A “bonus scheme” to increase access to NHS dentistry for new patients falls short due to lack of funding, claims an industry expert .

The newly piloted plan, to award dentists money for taking on new NHS patients, mirrors a similar trial run in Greater Manchester in June 2023, which aimed to increase new patient access by offering dentists £80 per new NHS sign up.

The successful Greater Manchester trial was hailed as a success, however critics claim “cheapskate” funding offered nationwide, which sees dentists offered £15 to £50 per patient, falls well short of funding compared to the local scheme.

The new national dental bonus scheme is part of the Government’s NHS dentistry “recovery plan” which claims to provide a “faster, simpler, fairer” approach to dentistry. However, the proposals have faced heavy criticism in a week where police had to manage a queue outside a newly opened NHS dental practice in Bristol due to excess demand for places.

Prior to the trial, a BBC survey found that 97% of dental practices in Manchester were not accepting new adult NHS patients. The same survey found 100% of the practices contacted in Oldham, Tameside and Bury were unable to accept new patients.

The dental professional news site GDPUK reported that the Greater Manchester trial has been a success with 80,000 new patients seen and an additional 80,000 emergency patients were treated.

172 Greater Manchester dental contractors signed up to the trial with all but two opting to continue with the plan for a further year.

Ian Gordon is the dental director of Riverdale Healthcare which operates 60 dental practices nationwide with four in Greater Manchester.
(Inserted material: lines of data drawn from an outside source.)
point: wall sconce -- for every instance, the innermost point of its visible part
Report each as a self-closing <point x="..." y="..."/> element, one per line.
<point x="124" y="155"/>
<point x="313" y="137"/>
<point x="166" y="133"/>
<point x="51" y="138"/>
Gordon has found that the £80 payment offered in the trial has mitigated the financial risk dentists face when taking on new patients. New patients that have not seen a dentist for some time often require more costly care.

Mr Gordon said: “The Manchester trial has proven that it has worked well but the funding is critical, if you are going to get dentists to take on new patients you need to underwrite the risk.”

Riverdale’s Greater Manchester dental practices have seen 2200 new patients since June whilst several Riverdale practices elsewhere in the country are currently unable to take on new patients.

However, this is where there are issues with the national scheme. The government proposes a new patient payment of £15 or £50 depending on treatment need, a figure well below the £80 offered in Greater Manchester.

Mr Gordon added: “The principle works well but the government has more than halved the funding.”

He fears that the Government’s “cheapskate” approach leads to inadequate funding levels which will cause dentists to leave the NHS.

Mr Gordon is one of many concerned the new plans don’t address the root causes of the issues facing NHS dentistry. The British Dental Association (BDA) has reported cuts in NHS funding of £1bn in real terms since 2012 have not adequately addressed by the Government.

New NHS patients in Greater Manchester have benefitted from a level of funding that won’t be available elsewhere, giving rise to fears that the findings from the trial are irrelevant when applied nationwide.